At the time, there was a 60- to 70-percent vacancy rate in the office, according to Scott, and no investigations bureau. Scott said he was just able to have two deputies fully trained on homicide and sexual assault investigations about five months ago. It’s difficult for his deputies to focus on current cases, he said.

“Finding the time to be able to go back to these old cases that may have been lingering or haven’t been looked at properly is really difficult,” Scott told the Outpost. “Really difficult [and] almost impossible. But I will slowly get to all of them.”

Scott said his staff, including semi-retired deputy Gene McManus, has spent hours and hours talking with Metcalf about her daughter’s case. Scott said he’s willing to continue to have staff work with her, but his staff also has to keep up with their current workload.

Still, the sheriff also has questions about the initial autopsy and the subsequent postmortem Illume conducted. He said he wants to know more about the 2 centimeter defect the second autopsy uncovered as well as the substances the toxicology examination detected in the body fluids.

Calfire also conducted an arson investigation, according to Scott.

“There is a full report from that investigator,” Scott said. “His findings… it appears there was an extension cord that was run from the home to a large shop and that extension cord was plugged into some cooking utensils within this shop area. He didn’t outright say that was exactly what caused the fire. That cord, from what my understanding is in reading that, was determined to be the area of the original hot spot.”

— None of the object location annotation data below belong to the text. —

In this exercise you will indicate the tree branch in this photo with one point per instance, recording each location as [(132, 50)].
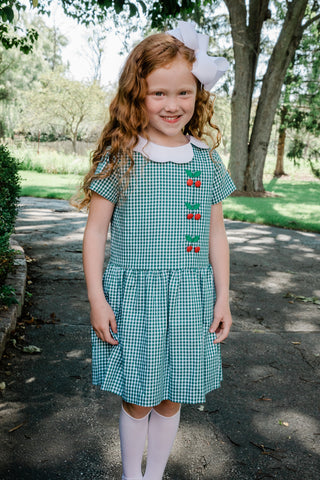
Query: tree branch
[(310, 21)]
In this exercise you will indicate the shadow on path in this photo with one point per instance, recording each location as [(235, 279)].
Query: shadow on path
[(262, 424)]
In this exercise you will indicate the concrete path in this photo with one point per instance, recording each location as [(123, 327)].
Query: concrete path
[(262, 424)]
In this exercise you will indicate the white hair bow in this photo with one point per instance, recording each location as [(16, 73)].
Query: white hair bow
[(207, 69)]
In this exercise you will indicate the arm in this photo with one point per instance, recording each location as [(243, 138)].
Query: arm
[(94, 243), (219, 259)]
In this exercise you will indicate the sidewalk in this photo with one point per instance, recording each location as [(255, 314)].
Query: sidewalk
[(262, 424)]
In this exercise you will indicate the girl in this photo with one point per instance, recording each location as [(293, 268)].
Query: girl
[(156, 319)]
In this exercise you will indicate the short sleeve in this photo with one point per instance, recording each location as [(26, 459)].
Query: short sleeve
[(223, 185), (106, 187)]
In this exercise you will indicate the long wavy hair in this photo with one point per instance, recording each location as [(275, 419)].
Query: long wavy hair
[(128, 116)]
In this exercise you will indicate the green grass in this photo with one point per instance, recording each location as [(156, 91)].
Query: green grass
[(296, 205), (50, 161), (46, 185)]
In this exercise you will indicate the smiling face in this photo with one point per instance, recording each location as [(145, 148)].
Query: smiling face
[(170, 102)]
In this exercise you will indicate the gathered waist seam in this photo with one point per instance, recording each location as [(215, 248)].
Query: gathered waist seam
[(128, 267)]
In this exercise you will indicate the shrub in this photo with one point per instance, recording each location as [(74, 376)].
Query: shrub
[(9, 194)]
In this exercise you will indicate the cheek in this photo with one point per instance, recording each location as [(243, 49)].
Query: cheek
[(150, 106), (191, 106)]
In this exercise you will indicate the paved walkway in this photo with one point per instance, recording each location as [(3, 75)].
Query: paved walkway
[(262, 424)]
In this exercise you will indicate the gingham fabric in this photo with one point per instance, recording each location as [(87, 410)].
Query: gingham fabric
[(159, 281)]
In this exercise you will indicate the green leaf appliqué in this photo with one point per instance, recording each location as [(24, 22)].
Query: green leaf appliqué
[(195, 174), (191, 206)]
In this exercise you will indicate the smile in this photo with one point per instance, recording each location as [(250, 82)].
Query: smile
[(171, 119)]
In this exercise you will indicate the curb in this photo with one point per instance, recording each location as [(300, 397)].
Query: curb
[(17, 280)]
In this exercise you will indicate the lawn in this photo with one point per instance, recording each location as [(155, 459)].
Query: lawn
[(296, 204)]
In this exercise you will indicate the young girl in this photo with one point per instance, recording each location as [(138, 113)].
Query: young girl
[(156, 319)]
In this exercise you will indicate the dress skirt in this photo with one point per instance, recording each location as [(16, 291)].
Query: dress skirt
[(165, 349), (159, 281)]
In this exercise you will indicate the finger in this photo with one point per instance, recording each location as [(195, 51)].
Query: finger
[(113, 325), (222, 335), (215, 324), (106, 336), (109, 338)]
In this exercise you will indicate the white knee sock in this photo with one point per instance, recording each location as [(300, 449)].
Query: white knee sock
[(161, 434), (133, 433)]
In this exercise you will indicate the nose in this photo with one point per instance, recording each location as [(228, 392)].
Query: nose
[(171, 104)]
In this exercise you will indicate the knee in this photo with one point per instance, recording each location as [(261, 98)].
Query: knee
[(167, 408), (136, 411)]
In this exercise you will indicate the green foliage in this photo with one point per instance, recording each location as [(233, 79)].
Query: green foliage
[(67, 107), (9, 193), (7, 295), (283, 209), (12, 34), (50, 161)]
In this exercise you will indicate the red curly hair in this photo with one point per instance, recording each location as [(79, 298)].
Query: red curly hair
[(128, 115)]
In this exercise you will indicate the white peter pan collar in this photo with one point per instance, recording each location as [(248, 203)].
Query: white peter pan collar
[(161, 154)]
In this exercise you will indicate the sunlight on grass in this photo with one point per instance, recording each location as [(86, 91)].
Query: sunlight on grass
[(45, 185), (296, 206)]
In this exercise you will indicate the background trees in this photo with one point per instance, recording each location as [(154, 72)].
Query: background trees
[(64, 107), (260, 60)]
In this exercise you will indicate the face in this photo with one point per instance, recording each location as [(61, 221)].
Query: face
[(170, 102)]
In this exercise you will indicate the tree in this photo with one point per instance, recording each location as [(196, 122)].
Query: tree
[(11, 32), (20, 73), (247, 19), (300, 102), (248, 151), (66, 106)]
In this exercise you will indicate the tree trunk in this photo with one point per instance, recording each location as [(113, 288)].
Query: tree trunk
[(281, 57), (279, 170), (246, 45), (74, 142)]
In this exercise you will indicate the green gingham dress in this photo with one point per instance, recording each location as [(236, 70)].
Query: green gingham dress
[(159, 281)]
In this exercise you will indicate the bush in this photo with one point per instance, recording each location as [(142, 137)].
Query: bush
[(9, 194)]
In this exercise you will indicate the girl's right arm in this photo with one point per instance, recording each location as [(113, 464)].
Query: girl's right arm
[(94, 242)]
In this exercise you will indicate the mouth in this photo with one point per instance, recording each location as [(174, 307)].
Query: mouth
[(171, 118)]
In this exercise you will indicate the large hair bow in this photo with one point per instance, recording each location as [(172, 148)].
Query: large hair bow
[(208, 70)]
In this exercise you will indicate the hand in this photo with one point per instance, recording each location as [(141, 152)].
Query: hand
[(222, 321), (102, 318)]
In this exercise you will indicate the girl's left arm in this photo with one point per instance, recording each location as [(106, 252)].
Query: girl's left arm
[(219, 259)]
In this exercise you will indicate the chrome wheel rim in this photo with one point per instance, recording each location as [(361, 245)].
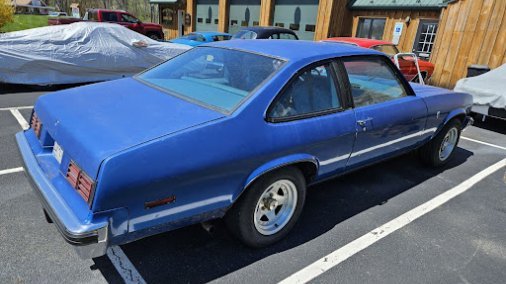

A CalFire spokesman referred the Outpost to the Crescent City Fire Protection District for a copy of its report.

The Crescent Fire Protection District forwarded the Outpost a copy of the incident narrative from the May 2, 2021 fire, not an arson report

Metcalf said she’s approached the Del Norte County District Attorney for help as well.

District Attorney Katherine Micks said while she has been monitoring the investigation, she hasn’t received a report from the sheriff’s office requesting she file charges against a suspect.

“If somebody believes a crime has been committed and presented me with evidence that there was a crime committed, I would of course look at that,” Micks said. “It’s a very tragic situation. I feel very badly for her family.”

Noting that Olson was responsible for conducting the first autopsy, Metcalf said she’s planning to take her concerns to the Oregon State Medical Board. She said she also wants the Del Norte County Grand Jury and, if necessary, the California Attorney General to review Tamera’s case and the DNSO’s investigation.

Metcalf said she has also paid private investigators to look into her daughter’s case, but she didn’t feel like they took enough of an interest to “really investigate.”

“My hope is that they wouldn’t put me through this. That I wouldn’t have to keep reviewing the case and keep talking about the case and keep telling people about the case,” she told the Outpost. “It’s causing severe PTSD, but I’m not going to stop. I’m going to get my daughter justice because I don’t feel she’s at rest.”